3. soru söylediğiniz İlin ikinci harfi ile bir hayvan söyleyin.

soruları tekrar gözden geçirin ve doğru cevaplar olduğundan emin olun.

.

.

Şimdi cevabınız

Danimarka, Rize, İnek mi?

Biz bu testi yaptığımız yaklaşık 5 arkadaştık. Her birimizin ilgi alanları ve kişilikleri farklı olmasına rağmen dördümüzde bu cevabı vermiştik. Şaşırmıştım. sonsuz bir gökyüzünde uçtuğunu zanneden bir anka kuşuydum sanki. Ansızın başım göğe değivermiş ve bende bu şaşkınlık ile başa çıkamamıştım. sınırsız olarak hayal ettiğim hayal gücümün bile bir sınırı mı vardı?

Olaya nesnel olarak bakıldığında kişiliği oluşturan faktörlerden biri çevredir. Nelere maruz kaldığımız, neleri görüp işittiğimiz bir yerde kişisel zevklerimizi, düşünce biçimlerini biz fark etmeden etkiliyor. Ülkemizde adı en çok anılan ülkelerden biri Danimarka'dır demişti Doğan Hoca. Dubai gelmez mesela Dominik. Doğu Timor, Demokratik Kongo. Gerçi arkadaşlarımdan biri Dubai demişti. Şimdi o kız 6 yıl çalıştığı işten ayrılıp yeni bir kariyer yapmaya başladı. Hatta benimle şakalaştı. Hep mi sen hayallerinin peşinden koşacaksın biraz da ben koşayım dedi. Helal dedim. Hem ben ne zaman koştum ki. 
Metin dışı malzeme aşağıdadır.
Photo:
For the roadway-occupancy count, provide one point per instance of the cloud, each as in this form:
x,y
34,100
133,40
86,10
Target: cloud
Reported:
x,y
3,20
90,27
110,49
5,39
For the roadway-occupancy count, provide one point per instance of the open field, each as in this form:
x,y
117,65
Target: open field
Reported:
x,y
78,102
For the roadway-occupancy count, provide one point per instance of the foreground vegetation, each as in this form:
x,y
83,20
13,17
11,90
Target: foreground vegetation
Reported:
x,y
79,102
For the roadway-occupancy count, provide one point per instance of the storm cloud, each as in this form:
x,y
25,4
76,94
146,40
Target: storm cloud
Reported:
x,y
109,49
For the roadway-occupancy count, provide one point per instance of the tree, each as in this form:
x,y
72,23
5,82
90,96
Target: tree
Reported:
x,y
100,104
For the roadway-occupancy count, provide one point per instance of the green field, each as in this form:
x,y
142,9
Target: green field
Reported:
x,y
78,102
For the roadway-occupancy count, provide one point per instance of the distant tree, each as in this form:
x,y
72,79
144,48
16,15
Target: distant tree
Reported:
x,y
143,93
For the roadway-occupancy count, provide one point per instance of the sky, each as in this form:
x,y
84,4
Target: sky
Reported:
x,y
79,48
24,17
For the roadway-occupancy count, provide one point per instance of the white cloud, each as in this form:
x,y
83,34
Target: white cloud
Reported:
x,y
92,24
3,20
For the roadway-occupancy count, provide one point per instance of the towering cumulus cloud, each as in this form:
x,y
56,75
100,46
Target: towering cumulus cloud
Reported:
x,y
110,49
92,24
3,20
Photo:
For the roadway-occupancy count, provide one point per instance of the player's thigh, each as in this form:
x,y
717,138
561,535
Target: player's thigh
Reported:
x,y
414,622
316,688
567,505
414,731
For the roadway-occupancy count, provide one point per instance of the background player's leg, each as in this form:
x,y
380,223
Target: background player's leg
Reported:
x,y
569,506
Geçenlerde sonsuz evreler teorisine kafa yorurken buldum kendimi. sonsuz seçeneklerin varolduğu dünyada tüm seçeneklerin başka bir gerçeklikte meydana geldiğini savunan teori. Bu teoriye göre sonsuz versiyonu olan sonsuz tane siz varsınız. Öğretmen Nil, Doktor Nil, Ressam Nil, Şair Nil, aktivist Nil. aklınıza ne gelirse. Yaşamınızda oluşan sonsuz dallara ayrılan bir ağaç düşünün.


Bu teoriyi düşündüm ve tüm o evrenlerin arasında şimdiki beni en çok hangisi tanımlar diye kafa yordum. sonsuz Nil yanyana gelse bana ne diye seslenirdi. Bulduğum cevaptan emin olamadım. Çünkü  sıfır noktası olarak kabul edeceğim bir olmalı ki bende ona göre artılarımı bulup ''en filozof Nil, En korkak Nil'' olarak tanımlayableyim. Fakat olaya bu kadar nesnel yaklaşmazken En uysal, boyun eğen Nil dedim. Yaşamımı diğer benlerden ayıran farkın bu olduğunu düşündüm. Ailesine karşı çıkmayan. Daima görev ve sorumluluklarını yerine getiren.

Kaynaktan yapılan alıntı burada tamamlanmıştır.